Gruden secures AU$1.8m contract with Australian government to upgrade AusTender

The Australian government, in partnership with the NSW Department of Finance, Services and Innovation, has contracted Gruden for further development of its procurement information and tender system, AusTender.

The Gruden Group (Gruden) has secured a AU$1.8 million contract to upgrade the technology behind the Australian government's tender system, AusTender.

Launched in 2003, AusTender provides a centralised publication of government business opportunities, annual procurement plans, and contracts awarded.

The Australian government originally tasked Gruden to build the AusTender platform back in 2005. The platform now processes around AU$60 billion in government contracts per annum.

The improvements Gruden has been assigned to deliver will not alter the user journey, but will "enhance the scalability and sustainability" of the existing platform, according to Gruden.

The contract awarded to the Australian Securities Exchange-listed technology agency will generate revenues of AU$1.8 million, with AU$835,500 to be paid in fiscal 2017 and the balance in 2018.

In December 2016, Gruden was awarded a three-year, AU$3 million contract to deliver and support a new system for the New South Wales Small Business Commissioner.

The agency was also selected by the Public Records Office of Victoria (PROV) to digitise all the PROV records, making them searchable in the cloud.

The last 12 months has seen an increasing focus on improving the experience of doing business with the Australian government using technology.

The Gov.au Marketplace, inspired by an initiative successfully executed in the UK, was launched in 2016 with the aim of making it easier for the private sector to do business with the government.

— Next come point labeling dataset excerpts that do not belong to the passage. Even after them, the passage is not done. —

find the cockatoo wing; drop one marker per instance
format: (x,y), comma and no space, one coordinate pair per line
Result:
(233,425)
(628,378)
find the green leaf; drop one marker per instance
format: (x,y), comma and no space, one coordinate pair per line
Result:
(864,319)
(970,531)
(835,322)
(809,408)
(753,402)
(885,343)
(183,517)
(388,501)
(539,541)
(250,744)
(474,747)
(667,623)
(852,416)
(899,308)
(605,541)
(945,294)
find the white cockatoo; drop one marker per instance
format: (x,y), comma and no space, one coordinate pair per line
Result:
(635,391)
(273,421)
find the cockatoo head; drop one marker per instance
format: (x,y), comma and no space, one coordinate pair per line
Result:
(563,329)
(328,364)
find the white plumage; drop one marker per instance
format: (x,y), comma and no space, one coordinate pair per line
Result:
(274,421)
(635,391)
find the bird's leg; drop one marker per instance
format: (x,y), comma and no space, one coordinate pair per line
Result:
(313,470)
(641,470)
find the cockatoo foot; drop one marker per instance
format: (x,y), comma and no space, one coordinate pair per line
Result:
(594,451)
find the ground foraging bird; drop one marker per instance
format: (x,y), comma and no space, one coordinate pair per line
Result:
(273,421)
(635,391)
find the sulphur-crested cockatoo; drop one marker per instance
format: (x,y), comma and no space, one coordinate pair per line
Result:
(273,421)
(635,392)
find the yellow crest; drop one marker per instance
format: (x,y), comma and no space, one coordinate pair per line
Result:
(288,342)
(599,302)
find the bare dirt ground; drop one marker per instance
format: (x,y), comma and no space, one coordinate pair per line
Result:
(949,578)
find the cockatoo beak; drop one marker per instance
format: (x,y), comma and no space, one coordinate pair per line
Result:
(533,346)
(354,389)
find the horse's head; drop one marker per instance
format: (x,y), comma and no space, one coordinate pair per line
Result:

On the marketplace, the government presents opportunities to collaborate, describing what it is that it's looking to solve and what datasets are available to help come up with a solution.

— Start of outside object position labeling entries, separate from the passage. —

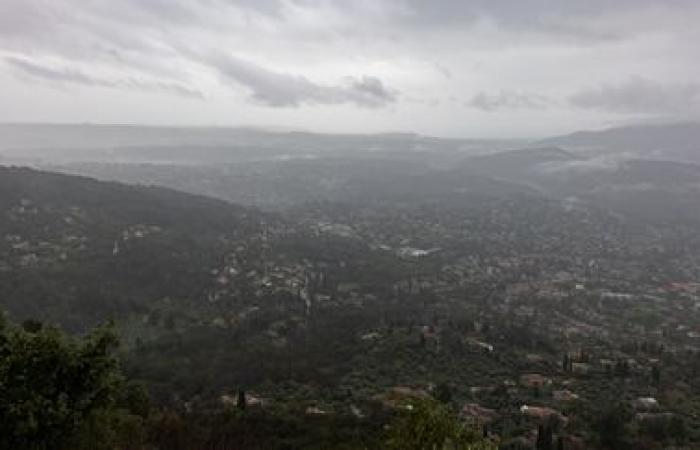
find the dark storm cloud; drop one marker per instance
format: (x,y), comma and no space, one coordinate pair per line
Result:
(507,100)
(279,89)
(73,76)
(639,95)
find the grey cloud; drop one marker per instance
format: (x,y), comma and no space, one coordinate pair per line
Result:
(639,95)
(278,89)
(507,100)
(73,76)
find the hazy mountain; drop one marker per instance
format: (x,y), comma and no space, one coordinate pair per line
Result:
(678,141)
(208,145)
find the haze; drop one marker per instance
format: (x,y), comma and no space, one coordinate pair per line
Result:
(448,68)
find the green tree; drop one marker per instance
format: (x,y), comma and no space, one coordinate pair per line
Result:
(56,390)
(428,425)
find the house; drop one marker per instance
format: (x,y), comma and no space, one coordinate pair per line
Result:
(479,413)
(533,380)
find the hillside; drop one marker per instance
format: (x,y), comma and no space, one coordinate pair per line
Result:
(75,250)
(675,141)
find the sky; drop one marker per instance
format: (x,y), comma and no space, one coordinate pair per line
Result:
(458,68)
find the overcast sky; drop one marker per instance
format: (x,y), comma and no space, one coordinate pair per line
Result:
(479,68)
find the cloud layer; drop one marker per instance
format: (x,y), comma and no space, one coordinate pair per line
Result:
(532,66)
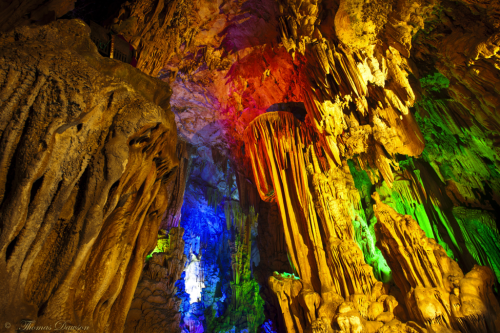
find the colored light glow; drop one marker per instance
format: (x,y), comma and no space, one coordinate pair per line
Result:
(193,281)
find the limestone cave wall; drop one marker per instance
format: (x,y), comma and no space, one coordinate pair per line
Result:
(337,167)
(88,151)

At the end of 2016, the NSW government launched the NSW Innovation Concierge (NIC), aimed at being the "front door" for entrepreneurs, startups, and SMEs looking to do business with the government. The NIC incorporates a "Shark Tank" process where proposals for the government to be more innovative are judged in consultation with industry experts. The progress of proposals can be tracked via NIC the same way we are able to track parcels.

As part of the innovation strategy, the NSW government is also providing businesses in the state the ability to test out new technologies within sandboxes that are isolated from their regulatory obligations.

Newly appointed New South Wales Minister for Finance, Services and Property Victor Dominello recently announced plans to reward government agencies with an "innovation bonus" if they move away from a silo-ridden approach to IT and service delivery.